In theory, a decryption key could be discovered by using a pirated bitstream to repeatedly configure a PLD. Every possible combination of bits can be tried as the decryption key, until one combination results in a functional, configured PLD. However, since each test requires at least a few milliseconds, and there are typically at least 56 bits in the decryption key, this is a very time-consuming process. Even greater security is provided by using encryption/decryption methods such as the triple-DES method. When three 56-bit keys are used for encryption, as in the triple-DES method, it would take many years of effort to “break the code” for a single design. Therefore, the use of triple-DES encryption/decryption methods (or other highly secure methods) is highly desirable in situations where extreme security is required.
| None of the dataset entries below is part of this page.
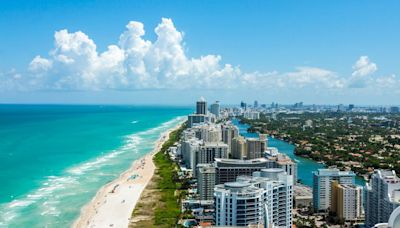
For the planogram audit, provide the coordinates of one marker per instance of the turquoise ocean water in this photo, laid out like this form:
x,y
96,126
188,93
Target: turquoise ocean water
x,y
54,158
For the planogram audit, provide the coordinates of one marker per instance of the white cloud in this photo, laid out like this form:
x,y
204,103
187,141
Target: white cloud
x,y
136,63
362,71
364,67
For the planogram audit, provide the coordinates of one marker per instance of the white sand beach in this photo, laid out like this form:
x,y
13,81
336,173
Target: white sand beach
x,y
113,204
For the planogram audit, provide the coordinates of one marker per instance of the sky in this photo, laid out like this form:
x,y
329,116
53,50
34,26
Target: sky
x,y
173,52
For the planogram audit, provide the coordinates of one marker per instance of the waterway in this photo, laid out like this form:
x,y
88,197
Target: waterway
x,y
305,166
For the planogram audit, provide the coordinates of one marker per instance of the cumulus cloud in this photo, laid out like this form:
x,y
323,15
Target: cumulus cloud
x,y
134,63
362,70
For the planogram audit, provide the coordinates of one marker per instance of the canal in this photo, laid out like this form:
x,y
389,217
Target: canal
x,y
305,166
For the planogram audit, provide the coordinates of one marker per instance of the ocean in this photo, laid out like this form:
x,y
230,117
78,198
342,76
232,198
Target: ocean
x,y
54,158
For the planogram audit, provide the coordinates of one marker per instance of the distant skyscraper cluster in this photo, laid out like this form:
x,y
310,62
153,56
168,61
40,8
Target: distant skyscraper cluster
x,y
241,181
246,184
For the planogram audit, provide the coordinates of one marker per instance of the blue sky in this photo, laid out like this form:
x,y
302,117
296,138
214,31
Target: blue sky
x,y
310,45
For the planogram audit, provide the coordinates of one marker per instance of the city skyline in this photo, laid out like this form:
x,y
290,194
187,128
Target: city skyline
x,y
147,54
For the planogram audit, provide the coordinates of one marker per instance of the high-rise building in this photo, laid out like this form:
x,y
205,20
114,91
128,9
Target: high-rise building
x,y
264,198
243,105
215,109
239,148
195,119
279,194
211,150
346,201
206,181
201,106
208,132
238,204
255,147
382,197
228,169
322,179
189,150
255,104
284,162
252,115
229,132
394,109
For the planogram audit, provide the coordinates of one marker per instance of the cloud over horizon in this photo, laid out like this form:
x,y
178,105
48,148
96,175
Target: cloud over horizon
x,y
134,63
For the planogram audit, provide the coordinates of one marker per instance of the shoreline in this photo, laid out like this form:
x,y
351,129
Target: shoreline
x,y
114,202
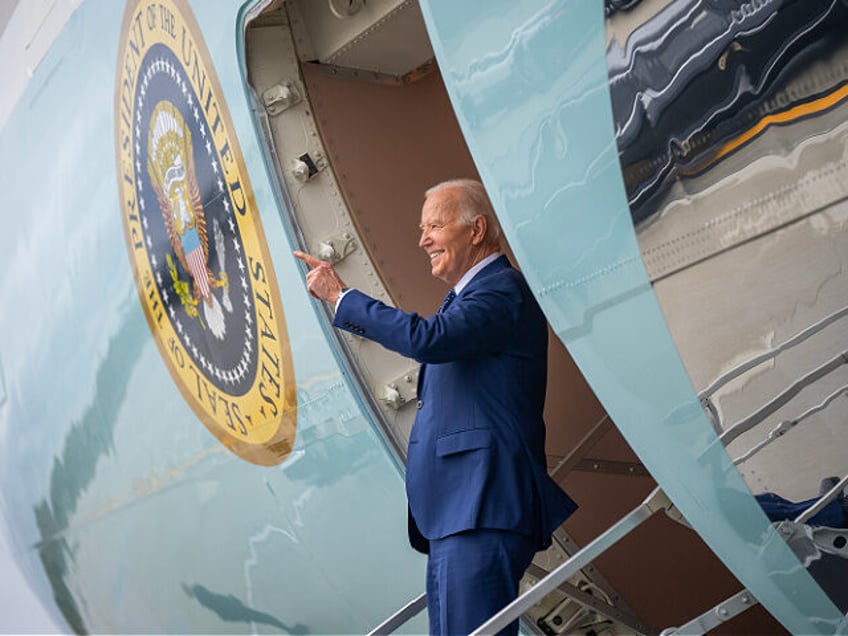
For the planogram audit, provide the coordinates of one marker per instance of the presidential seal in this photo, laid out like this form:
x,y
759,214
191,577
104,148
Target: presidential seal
x,y
194,236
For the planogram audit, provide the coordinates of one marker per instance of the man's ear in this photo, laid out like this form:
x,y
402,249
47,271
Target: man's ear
x,y
479,227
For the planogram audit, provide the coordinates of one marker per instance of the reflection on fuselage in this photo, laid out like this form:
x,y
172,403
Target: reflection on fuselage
x,y
699,79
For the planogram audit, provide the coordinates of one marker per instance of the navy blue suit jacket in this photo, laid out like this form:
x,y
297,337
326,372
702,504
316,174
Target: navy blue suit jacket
x,y
477,449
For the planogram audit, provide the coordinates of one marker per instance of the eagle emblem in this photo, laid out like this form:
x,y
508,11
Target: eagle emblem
x,y
170,165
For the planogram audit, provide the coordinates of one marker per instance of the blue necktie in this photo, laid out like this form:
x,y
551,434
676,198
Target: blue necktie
x,y
447,301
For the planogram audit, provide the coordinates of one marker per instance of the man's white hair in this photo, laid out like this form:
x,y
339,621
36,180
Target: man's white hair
x,y
471,201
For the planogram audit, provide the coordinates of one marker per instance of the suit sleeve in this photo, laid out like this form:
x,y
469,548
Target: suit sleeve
x,y
476,323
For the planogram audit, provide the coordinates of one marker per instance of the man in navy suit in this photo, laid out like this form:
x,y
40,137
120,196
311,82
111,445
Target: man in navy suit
x,y
480,500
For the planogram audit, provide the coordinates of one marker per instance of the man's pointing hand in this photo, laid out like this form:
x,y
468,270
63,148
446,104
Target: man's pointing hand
x,y
322,281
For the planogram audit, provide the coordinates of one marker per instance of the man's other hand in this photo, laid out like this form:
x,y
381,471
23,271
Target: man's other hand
x,y
322,281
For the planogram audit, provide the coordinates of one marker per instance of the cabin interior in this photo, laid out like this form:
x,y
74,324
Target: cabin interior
x,y
359,125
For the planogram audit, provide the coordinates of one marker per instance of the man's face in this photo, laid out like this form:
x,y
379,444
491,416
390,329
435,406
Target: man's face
x,y
448,241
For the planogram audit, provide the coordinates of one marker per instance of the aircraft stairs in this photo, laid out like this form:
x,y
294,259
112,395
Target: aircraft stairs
x,y
589,606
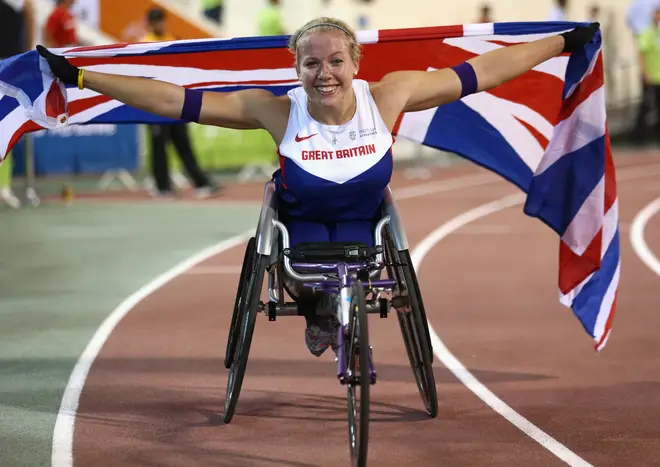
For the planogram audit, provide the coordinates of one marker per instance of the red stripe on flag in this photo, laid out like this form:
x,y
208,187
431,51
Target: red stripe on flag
x,y
543,141
586,88
412,34
573,269
97,47
608,324
435,53
610,174
55,101
27,127
233,60
80,105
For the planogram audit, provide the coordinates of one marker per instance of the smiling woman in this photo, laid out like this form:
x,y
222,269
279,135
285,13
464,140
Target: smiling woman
x,y
334,132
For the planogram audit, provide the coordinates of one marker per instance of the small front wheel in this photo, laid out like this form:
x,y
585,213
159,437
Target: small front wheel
x,y
359,375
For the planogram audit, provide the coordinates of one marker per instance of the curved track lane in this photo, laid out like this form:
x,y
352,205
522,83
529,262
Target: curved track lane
x,y
154,395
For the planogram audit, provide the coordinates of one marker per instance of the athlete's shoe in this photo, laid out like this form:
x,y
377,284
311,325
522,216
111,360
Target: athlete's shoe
x,y
321,332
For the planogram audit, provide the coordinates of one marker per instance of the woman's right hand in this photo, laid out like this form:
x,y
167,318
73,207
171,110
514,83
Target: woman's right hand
x,y
60,66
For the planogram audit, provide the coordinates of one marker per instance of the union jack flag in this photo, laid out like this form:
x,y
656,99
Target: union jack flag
x,y
544,131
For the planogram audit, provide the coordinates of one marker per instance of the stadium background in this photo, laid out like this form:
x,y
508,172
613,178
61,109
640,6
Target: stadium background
x,y
65,156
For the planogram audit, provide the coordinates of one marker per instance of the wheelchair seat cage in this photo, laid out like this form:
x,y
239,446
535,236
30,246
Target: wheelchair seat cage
x,y
350,275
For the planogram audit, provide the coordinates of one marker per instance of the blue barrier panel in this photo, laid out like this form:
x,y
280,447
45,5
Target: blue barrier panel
x,y
79,149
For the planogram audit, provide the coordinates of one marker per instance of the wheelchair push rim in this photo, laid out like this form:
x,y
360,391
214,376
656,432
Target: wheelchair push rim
x,y
358,388
246,322
248,260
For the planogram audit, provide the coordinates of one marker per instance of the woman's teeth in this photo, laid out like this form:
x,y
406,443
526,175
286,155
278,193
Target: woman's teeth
x,y
326,89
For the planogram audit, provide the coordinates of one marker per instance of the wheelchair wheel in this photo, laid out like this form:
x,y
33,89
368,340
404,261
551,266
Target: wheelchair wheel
x,y
250,251
245,322
414,326
358,355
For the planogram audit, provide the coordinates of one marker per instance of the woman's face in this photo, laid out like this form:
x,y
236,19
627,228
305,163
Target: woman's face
x,y
325,67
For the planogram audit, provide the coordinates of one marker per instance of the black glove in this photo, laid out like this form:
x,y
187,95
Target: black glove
x,y
579,37
60,66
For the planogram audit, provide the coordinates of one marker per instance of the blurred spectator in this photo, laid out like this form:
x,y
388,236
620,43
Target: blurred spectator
x,y
177,133
559,11
60,27
270,20
485,14
648,42
17,35
213,10
638,18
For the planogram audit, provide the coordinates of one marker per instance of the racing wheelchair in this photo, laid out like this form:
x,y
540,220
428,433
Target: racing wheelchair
x,y
352,274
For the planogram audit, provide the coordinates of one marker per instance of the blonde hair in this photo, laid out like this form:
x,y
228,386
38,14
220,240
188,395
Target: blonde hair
x,y
326,24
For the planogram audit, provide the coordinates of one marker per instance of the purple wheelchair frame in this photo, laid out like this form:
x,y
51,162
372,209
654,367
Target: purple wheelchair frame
x,y
335,277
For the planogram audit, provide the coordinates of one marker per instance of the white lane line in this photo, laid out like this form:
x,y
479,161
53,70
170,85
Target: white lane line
x,y
440,186
455,366
637,236
62,450
203,270
460,371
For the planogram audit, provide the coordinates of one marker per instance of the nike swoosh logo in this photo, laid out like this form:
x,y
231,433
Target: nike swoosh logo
x,y
299,139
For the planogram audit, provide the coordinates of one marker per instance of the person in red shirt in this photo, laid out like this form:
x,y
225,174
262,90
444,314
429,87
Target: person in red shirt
x,y
60,27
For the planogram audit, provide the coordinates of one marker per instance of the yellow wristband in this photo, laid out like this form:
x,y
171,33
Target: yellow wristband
x,y
81,74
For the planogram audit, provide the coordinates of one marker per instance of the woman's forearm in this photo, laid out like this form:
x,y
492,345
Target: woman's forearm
x,y
157,97
501,65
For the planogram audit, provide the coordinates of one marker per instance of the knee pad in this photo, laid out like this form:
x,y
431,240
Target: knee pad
x,y
353,231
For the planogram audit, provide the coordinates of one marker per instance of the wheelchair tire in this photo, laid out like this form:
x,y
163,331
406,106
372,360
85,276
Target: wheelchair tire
x,y
246,321
414,326
250,251
358,354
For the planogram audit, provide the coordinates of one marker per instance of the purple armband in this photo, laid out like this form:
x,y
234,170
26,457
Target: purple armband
x,y
468,78
192,105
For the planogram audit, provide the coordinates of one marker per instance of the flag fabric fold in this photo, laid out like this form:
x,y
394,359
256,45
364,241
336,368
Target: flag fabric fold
x,y
545,131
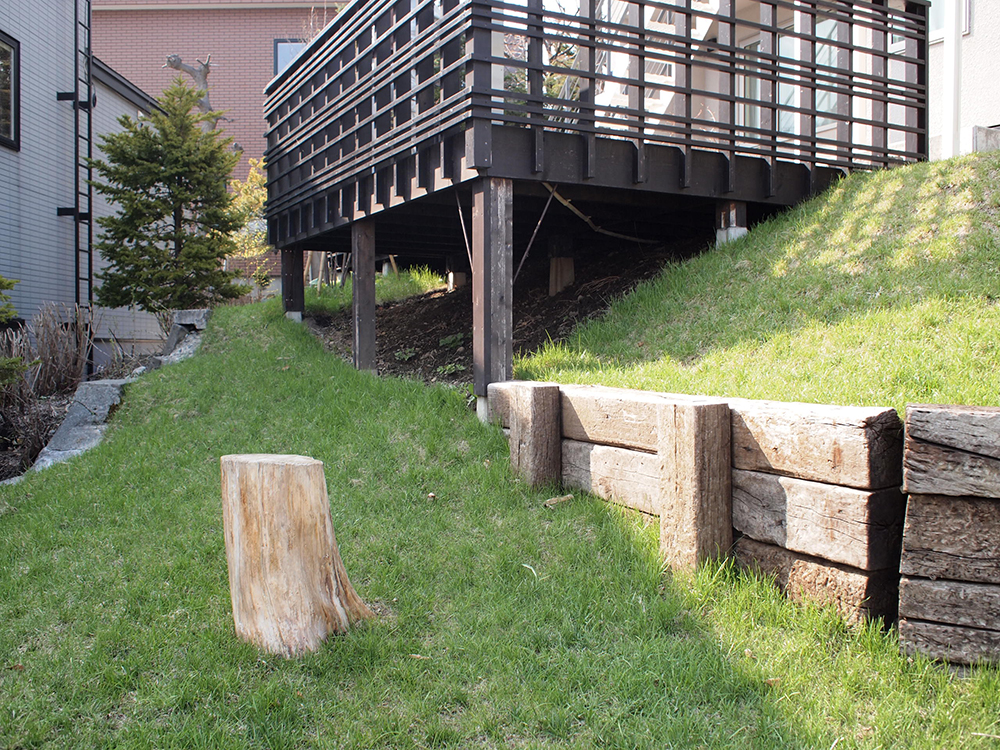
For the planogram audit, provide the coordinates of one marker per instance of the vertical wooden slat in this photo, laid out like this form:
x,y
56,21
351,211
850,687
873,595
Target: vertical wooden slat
x,y
805,29
587,63
363,263
636,87
916,79
844,105
535,47
683,82
727,87
479,82
768,86
492,272
879,70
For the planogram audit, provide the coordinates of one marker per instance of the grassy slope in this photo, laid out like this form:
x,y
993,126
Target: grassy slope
x,y
882,291
115,627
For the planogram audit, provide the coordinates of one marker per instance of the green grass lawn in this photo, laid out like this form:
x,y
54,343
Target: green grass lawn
x,y
511,626
882,291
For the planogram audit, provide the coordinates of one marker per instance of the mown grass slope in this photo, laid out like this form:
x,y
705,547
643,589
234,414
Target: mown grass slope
x,y
511,625
882,291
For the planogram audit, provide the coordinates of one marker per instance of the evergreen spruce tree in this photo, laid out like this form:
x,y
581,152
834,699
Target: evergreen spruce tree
x,y
168,176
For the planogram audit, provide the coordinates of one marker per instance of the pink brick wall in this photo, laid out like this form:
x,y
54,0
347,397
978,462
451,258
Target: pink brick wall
x,y
241,41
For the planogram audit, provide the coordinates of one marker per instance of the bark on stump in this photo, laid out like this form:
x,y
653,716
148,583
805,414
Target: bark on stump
x,y
288,585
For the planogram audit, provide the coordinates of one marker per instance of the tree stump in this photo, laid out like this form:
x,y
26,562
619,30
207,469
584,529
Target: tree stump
x,y
288,585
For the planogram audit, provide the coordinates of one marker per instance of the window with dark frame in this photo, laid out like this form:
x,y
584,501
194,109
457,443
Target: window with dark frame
x,y
284,51
10,74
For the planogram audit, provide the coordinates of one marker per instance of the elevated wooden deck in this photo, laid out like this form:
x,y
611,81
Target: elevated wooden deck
x,y
642,112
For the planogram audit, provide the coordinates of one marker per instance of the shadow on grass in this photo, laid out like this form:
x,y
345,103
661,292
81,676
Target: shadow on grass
x,y
889,240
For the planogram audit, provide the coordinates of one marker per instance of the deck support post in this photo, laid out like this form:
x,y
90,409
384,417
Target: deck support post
x,y
730,221
363,263
492,285
292,289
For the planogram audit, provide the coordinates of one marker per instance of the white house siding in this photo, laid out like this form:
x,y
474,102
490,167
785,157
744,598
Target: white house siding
x,y
131,327
37,247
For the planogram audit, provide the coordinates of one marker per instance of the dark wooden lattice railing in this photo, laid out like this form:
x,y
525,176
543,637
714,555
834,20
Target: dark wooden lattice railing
x,y
395,95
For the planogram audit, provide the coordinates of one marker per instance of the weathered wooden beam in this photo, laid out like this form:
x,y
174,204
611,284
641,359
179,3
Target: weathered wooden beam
x,y
696,515
619,475
975,429
856,594
292,290
363,260
860,528
852,446
492,279
617,416
938,470
952,537
949,642
974,605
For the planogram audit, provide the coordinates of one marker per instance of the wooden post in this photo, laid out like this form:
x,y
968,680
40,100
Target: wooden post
x,y
287,583
363,261
696,515
292,291
536,433
492,274
730,221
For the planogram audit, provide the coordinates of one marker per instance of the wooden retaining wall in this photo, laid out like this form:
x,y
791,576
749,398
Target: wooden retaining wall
x,y
812,491
950,591
816,501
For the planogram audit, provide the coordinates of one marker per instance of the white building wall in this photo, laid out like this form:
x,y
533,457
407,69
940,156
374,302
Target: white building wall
x,y
980,89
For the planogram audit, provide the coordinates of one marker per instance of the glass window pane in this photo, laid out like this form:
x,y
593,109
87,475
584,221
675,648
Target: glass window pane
x,y
7,79
284,53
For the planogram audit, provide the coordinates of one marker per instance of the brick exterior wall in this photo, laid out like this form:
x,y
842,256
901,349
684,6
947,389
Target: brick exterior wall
x,y
240,38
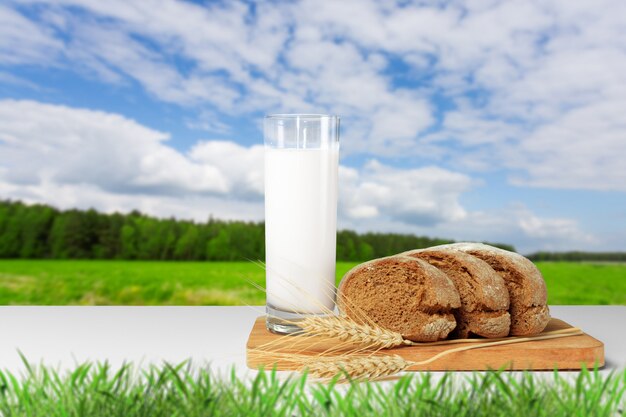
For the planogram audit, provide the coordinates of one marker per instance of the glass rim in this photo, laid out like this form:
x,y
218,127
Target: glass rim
x,y
300,115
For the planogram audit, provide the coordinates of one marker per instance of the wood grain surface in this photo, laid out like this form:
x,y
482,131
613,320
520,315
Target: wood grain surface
x,y
572,352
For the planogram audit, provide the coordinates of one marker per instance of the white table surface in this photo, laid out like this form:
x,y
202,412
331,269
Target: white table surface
x,y
63,336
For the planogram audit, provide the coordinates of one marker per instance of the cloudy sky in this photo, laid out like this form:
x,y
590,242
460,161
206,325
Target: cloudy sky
x,y
478,120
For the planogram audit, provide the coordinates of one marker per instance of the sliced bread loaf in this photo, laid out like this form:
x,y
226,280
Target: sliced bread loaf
x,y
402,294
484,296
527,289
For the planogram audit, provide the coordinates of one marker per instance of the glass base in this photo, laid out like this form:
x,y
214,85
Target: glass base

However, no matter what encryption/decryption algorithm is used, the configuration of a PLD with an encrypted bitstream requires the presence of the decryption key. Therefore, if reconfiguration of the PLD is enabled, the decryption key is generally stored in a special key memory in the PLD. In these situations, the configured, functional PLD remains, at least in theory, subject to reconfiguration by a “hostile” bitstream, e.g., by a bitstream created by an unauthorized person attempting to obtain sensitive information about the design.
Therefore, it is desirable to provide methods of detecting unauthorized bitstreams presented to a PLD in an attempt to reconfigure the device, and preventing the use of such bitstreams to obtain sensitive information. It is further desirable to detect and correct transmission errors in PLD configuration bitstreams. It is yet further desirable to differentiate between transmission errors and unauthorized attempts to access sensitive information by altering a configuration bitstream, thereby allowing a single PLD to address both of these two situations.